L’an dernier à pareille époque, j’ai abordé la description du premier chapitre d’un livre de vulgarisation mathématiques et physique de Mickaël Launay intitulé le théorème du parapluie. La lecture de ce livre m’a passionné et j’aimerais vous transmettre un peu de mon intérêt pour cette publication.
Le 2e chapitre s’intitule des pommes et des lunes et commence par cette anecdote, je cite :
«Certains guides d’informations touristiques de l’Equateur indiquent que le volcan Chimborazo est le plus haut sommet du monde. La supercherie est bien trop grosse pour être crédible…mais la réalité est plus créative et fourmillante que les définitions qu’on en trouve dans les dictionnaires.»
En effet comme le signale l’auteur, la terre n’est pas une sphère parfaite ; elle est aplatie aux pôles et gonflée au niveau de l’équateur. Si l’on mesure ainsi la distance du sommet de l’Everest et du sommet du Chimborazo au centre de la Terre, on obtient une différence de 2 km en faveur du Chimborazo. Comme le dit Monsieur Launay : «la question du plus haut sommet de la Terre n’est pas si anodine que cela. En dehors de tout contexte, elle est mal posée et n’admet pas de réponse claire et unique.»
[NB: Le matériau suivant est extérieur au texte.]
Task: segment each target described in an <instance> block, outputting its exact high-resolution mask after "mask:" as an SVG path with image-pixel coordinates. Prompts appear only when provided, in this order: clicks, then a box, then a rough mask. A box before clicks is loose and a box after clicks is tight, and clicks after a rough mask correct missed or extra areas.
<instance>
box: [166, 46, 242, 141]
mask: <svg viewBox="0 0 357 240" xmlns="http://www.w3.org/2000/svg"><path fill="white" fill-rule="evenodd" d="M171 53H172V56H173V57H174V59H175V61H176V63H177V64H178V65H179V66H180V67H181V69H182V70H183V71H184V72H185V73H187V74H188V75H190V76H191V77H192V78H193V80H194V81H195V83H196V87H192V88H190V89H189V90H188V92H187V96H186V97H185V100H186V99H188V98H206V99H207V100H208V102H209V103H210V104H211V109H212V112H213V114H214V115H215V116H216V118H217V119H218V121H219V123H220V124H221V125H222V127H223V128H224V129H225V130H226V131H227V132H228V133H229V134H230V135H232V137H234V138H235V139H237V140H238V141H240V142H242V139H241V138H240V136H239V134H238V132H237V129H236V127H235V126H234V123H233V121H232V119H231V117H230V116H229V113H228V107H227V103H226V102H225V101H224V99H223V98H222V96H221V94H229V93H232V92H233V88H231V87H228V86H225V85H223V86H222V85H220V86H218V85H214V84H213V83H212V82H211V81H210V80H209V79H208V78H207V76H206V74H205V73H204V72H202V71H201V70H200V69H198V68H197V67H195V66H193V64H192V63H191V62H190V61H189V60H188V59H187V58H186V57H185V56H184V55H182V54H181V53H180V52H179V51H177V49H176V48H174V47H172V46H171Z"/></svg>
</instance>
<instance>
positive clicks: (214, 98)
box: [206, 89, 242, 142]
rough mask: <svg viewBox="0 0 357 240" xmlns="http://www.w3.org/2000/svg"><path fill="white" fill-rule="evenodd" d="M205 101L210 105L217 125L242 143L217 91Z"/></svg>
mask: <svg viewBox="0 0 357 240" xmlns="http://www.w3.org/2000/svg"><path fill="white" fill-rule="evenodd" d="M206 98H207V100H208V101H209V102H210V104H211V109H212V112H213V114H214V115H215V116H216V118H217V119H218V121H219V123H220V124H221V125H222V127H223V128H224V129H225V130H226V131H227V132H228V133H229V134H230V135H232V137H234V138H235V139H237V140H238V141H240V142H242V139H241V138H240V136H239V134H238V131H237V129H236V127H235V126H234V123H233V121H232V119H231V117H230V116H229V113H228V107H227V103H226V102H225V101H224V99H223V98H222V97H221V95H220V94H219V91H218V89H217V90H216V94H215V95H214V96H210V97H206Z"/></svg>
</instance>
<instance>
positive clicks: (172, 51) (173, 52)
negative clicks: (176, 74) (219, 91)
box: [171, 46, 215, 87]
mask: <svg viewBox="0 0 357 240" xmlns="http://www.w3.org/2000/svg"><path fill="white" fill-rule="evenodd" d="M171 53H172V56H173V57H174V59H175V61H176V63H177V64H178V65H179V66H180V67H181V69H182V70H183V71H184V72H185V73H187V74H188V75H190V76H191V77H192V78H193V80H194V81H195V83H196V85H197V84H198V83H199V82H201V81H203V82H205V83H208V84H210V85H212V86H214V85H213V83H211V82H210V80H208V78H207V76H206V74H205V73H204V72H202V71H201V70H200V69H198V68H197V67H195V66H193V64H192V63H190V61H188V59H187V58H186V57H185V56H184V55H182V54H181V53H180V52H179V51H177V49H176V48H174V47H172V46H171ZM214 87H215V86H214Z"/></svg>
Pourquoi les choses tombent-elles ? C’est à partir de cette question que l’auteur nous emmène vers les débuts de la théorie de la gravité d’Isaac Newton. Cette théorie s’est assez imposée grâce à tous les phénomènes qu’elle a permis d’expliquer. Ainsi depuis Newton, il est admis que le objets s’attirent mutuellement et que la direction de cette attraction est la droite qui relie leurs centres.
Mais Mickaël Launay aime bien pousser le raisonnement vers ses limites : «Le fleuve Mississipi au Mexique possède une étrange propriété : sa source, située dans le parc Itasca du Minnesota est plus proche de 5 kilomètres du centre de notre planète que son embouchure dans le golfe du Mexique. Le fleuve américain semble couler vers le haut».
Ce phénomène est expliqué ainsi par Mickaël Launay : «La direction du bas en chaque lieu est un compromis de toutes les attractions subies de tous côtés.»
Cela lui permet alors d’expliquer très simplement le phénomène des marées : «Les marées ne sont rien d’autre que de l’eau qui coule. Nous avons l’habitude de dire qu’elles sont provoquées par l’attraction de la Lune, ce qui est exact. Mais il est plus précis de dire que la Lune dans son orbite change régulièrement la direction du bas, ce qui les fait couler (les marées) sans cesse.»
J’espère, par ces quelques lignes, vous avoir donné l’envie de lire ce livre et d’une manière générale d’aller gratter sous la surface des choses les plus communément admises.